Monday, July 27, 2009


Here is a rather short and short-sided article written by CNN Money about an "endangered breed" of "family doctors."

Interestingly, it ends with asking the question:

Should specialists, nurse practitioners and physician assistants be encouraged to fill in the gap left by shortage of primary care doctors? We want to hear about your experiences.

Now, the article mentions nothing about NPs or PAs yet asks for reader experiences. Fair enough. However, the barrage of degrading and insulting comments from self-identified physicians and others in healthcare are downright angry. I wonder what impact this has on their patient care.

Friday, July 24, 2009

Get it Right

The media has picked up a story of a tragic alcohol-related death of a 16 year old male. His autopsy reportedly revealed a relatively low blood alcohol level but high levels of papaverine, a drug sometimes used to treat erectile dysfunction in men. What do the headlines read?

Erectile drug mystery in teen's death at party

Traces of erectile drug found in dead teen

The problem here is that papaverine needs to be INJECTED into the penis to work for erectile dysfunction. Oral forms of papavarine are not routinely used and will do nothing for erectile issues. The headlines can cause people to panic because the complete medical information is not presented in the articles. This boy suffocated on his own vomit when he was unconscious due to a combination of alcohol and this medication found in his bloodstream. Questions surround why this medication was found in his bloodstream and perhaps these articles were crafted to bring increased attention to the case as his family were growing frustrated with the investigation (Orinda mother calls death investigation 'shockingly passive').

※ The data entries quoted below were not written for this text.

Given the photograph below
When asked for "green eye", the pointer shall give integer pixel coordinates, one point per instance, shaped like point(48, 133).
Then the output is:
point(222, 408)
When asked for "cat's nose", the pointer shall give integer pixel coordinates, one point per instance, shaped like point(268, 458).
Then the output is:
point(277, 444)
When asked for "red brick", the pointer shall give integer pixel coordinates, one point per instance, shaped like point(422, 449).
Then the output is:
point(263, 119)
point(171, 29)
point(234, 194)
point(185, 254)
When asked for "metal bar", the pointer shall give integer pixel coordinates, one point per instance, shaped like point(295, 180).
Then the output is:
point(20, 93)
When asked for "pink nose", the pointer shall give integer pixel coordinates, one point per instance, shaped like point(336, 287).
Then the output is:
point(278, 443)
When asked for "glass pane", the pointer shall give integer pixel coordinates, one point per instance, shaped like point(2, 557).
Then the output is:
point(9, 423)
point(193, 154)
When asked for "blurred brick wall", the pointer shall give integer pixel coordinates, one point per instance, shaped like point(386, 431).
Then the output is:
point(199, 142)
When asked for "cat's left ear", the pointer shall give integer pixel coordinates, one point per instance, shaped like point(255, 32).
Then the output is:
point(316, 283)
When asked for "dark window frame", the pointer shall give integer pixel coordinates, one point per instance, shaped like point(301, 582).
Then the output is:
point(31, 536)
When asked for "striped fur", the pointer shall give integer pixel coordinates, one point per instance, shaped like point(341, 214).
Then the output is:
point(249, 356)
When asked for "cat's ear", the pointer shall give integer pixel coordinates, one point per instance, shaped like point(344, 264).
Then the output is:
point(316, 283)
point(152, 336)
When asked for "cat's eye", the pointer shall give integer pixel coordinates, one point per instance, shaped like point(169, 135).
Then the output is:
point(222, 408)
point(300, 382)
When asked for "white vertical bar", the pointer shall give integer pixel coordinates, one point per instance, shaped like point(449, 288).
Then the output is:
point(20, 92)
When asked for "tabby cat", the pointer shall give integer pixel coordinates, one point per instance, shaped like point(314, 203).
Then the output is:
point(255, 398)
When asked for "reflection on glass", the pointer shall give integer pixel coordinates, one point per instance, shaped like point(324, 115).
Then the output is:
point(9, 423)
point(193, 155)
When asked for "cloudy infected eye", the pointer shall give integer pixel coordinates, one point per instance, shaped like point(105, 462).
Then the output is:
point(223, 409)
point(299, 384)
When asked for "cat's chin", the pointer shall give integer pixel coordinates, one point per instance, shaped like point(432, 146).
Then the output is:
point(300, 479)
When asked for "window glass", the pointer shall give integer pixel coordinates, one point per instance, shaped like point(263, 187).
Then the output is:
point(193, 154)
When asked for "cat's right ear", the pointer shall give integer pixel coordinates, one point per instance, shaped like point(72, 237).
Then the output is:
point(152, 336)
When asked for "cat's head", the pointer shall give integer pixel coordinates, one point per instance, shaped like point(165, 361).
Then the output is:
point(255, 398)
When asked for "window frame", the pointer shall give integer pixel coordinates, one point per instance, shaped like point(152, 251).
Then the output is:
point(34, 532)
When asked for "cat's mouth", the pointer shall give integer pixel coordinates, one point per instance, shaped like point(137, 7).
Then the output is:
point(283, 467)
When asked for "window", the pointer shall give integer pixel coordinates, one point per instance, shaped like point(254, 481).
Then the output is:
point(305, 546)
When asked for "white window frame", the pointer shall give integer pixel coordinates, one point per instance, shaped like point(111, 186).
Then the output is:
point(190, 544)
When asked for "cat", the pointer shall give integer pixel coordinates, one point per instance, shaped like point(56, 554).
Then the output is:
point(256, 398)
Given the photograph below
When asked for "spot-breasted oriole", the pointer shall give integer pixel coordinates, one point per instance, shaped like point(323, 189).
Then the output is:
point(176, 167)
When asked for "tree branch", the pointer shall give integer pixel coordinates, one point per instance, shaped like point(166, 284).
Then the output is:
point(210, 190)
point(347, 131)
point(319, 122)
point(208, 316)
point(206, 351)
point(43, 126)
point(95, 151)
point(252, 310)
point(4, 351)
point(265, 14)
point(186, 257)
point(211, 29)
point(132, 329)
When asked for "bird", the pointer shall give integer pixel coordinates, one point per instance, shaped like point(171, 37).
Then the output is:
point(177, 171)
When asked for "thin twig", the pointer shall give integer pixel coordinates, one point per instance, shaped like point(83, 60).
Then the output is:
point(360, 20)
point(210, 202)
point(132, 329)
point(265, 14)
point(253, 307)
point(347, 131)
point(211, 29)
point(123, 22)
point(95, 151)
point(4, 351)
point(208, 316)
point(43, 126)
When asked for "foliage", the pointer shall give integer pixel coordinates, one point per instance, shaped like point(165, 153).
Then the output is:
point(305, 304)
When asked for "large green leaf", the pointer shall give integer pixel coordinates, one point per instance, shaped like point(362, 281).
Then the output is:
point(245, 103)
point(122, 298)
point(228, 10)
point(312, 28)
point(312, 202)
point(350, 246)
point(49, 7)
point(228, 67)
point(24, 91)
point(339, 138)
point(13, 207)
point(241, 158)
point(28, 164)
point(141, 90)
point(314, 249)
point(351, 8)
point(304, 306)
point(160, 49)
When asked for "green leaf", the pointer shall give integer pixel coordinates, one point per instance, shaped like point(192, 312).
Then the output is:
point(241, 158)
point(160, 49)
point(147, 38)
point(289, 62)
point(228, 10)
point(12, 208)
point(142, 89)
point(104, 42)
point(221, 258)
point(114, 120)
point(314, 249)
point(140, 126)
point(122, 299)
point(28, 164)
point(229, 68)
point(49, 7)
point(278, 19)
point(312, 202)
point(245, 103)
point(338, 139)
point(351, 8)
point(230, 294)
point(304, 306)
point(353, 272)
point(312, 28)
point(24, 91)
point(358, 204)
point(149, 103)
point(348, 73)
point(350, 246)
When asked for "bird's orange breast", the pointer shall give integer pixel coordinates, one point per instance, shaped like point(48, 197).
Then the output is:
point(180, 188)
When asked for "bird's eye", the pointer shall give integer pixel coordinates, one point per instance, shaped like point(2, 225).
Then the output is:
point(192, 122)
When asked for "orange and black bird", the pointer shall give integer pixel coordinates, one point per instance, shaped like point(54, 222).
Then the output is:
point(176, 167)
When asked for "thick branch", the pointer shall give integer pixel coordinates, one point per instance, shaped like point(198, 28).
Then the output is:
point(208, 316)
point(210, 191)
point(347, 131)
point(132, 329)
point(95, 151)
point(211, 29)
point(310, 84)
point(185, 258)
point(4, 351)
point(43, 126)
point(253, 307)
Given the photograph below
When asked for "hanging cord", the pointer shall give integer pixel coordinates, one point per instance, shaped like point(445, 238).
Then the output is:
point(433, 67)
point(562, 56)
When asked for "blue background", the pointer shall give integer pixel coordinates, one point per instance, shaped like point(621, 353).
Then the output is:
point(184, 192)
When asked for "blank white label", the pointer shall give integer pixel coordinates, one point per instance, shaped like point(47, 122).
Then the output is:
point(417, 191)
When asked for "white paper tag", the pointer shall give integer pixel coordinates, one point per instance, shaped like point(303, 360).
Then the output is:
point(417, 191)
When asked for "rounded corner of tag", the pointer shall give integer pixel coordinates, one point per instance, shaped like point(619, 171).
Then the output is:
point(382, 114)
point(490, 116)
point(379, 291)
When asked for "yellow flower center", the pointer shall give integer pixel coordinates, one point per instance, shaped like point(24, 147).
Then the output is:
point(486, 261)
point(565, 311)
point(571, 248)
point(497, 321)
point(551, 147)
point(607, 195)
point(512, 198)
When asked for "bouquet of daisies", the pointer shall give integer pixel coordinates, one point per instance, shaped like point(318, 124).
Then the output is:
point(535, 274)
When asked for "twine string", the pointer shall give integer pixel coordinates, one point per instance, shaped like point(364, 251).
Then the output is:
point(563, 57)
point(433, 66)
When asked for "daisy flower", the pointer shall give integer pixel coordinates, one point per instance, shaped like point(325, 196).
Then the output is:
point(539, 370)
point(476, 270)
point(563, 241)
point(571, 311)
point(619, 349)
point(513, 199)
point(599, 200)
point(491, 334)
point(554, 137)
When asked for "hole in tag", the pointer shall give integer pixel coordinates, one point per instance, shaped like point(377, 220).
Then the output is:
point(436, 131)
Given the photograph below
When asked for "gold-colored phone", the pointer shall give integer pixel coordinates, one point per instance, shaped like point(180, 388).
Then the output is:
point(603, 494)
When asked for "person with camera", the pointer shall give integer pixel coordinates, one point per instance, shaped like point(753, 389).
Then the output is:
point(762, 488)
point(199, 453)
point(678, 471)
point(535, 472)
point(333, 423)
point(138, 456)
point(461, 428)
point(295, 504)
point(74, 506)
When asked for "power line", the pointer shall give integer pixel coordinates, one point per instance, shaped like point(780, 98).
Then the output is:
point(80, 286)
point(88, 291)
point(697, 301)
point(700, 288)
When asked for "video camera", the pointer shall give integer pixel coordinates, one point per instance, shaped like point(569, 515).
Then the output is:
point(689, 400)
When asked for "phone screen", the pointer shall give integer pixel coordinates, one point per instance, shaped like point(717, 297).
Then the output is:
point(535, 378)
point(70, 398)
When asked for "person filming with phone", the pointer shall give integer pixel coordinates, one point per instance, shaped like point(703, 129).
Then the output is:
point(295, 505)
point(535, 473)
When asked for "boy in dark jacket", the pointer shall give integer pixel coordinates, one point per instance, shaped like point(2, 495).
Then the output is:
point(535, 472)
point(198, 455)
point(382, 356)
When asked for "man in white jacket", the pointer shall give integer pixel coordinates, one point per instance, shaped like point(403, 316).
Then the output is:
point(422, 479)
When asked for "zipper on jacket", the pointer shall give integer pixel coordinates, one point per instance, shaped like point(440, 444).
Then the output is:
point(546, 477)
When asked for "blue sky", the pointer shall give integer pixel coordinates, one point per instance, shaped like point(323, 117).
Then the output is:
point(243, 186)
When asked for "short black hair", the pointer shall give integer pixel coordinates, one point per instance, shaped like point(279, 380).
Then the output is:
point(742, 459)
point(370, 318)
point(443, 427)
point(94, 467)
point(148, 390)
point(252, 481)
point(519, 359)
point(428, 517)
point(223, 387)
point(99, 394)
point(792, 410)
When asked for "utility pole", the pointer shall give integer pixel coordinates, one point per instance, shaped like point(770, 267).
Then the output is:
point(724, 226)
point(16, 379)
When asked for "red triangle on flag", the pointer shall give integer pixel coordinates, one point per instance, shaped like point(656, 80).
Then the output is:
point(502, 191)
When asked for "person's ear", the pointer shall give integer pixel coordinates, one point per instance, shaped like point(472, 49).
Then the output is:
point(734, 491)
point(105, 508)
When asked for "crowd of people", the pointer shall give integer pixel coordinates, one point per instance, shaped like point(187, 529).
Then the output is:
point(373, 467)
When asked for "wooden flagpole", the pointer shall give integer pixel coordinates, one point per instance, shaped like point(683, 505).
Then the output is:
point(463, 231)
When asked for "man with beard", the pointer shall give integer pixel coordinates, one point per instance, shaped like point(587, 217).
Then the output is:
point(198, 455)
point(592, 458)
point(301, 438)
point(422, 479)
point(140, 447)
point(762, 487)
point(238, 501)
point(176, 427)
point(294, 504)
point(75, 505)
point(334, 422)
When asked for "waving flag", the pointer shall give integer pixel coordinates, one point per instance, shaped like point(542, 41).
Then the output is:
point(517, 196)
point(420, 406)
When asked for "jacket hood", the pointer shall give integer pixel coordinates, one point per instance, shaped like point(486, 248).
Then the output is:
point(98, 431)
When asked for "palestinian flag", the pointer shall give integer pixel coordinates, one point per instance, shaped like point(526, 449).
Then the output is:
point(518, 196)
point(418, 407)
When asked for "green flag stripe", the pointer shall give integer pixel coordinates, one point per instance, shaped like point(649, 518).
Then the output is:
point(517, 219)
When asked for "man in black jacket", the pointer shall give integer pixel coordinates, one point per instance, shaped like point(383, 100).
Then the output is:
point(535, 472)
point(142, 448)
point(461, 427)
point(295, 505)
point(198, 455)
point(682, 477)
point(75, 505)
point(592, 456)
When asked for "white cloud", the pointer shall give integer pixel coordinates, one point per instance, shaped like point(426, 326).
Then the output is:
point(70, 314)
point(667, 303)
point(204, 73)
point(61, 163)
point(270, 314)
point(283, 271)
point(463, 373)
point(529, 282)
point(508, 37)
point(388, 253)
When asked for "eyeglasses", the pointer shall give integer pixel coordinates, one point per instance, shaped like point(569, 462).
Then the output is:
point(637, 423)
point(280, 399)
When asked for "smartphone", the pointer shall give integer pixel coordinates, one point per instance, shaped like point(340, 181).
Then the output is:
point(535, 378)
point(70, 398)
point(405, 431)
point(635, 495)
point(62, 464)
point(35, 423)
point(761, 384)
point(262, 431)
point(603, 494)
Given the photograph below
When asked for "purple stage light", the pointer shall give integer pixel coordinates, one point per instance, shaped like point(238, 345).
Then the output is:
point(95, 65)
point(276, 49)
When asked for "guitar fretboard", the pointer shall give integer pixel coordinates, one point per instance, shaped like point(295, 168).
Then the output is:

Nonetheless, a tragedy such as this should highlight the need for teen education when we are talking about toxic drinking. A new program has begun at Stonybrook University in Long Island, New York called the Red Watch Band that specifically covers this topic. This project was started after a Stonybrook faculty member lost her own son, a college freshman while away at another college, to an alcohol overdose.

When used properly with consultation from your health care provider, there is little need to worry about the FDA oral prescription medication (Viagra, Cialis and Levitra) or injectable medications (Edex, papavarine) used to treat erectile dysfunction although reading only these headlines may cause you to think otherwise.

Wednesday, July 15, 2009

WOW - Obama on Nurses

Here is some validation for the work that we do as recognized by our Commander in Chief. Thank you, Mr. President. Now its time to "Buck up!"


Here is a great initiative that the Institute of Medicine and the Robert Wood Johnson Foundation has launched on the Future of Nursing in America.

This gives a wonderful depiction on how nurses and nurse practitioners will be part of providing the solution to health care reform. As we have sensational portrayals of nurses in such recent series as Nurse Jackie and HawthoRNe, it is refreshing to have a vivid description of the impact nurses have in health care in America. This goes beyond the petty back and forth between other health care providers that is good for TV and some blogs and puts us on the high road - that is, taking better care of our patients, their families and our communities. And quite frankly, that to me is what it's all about.

Friday, July 10, 2009


A friend of mine was recently browsing McNeill's Monistat website and noted that their "Ask the Expert" section is authored by a team of Nurse Practitioners. Kudos to McNeill for utilizing NPs as experts in women's health.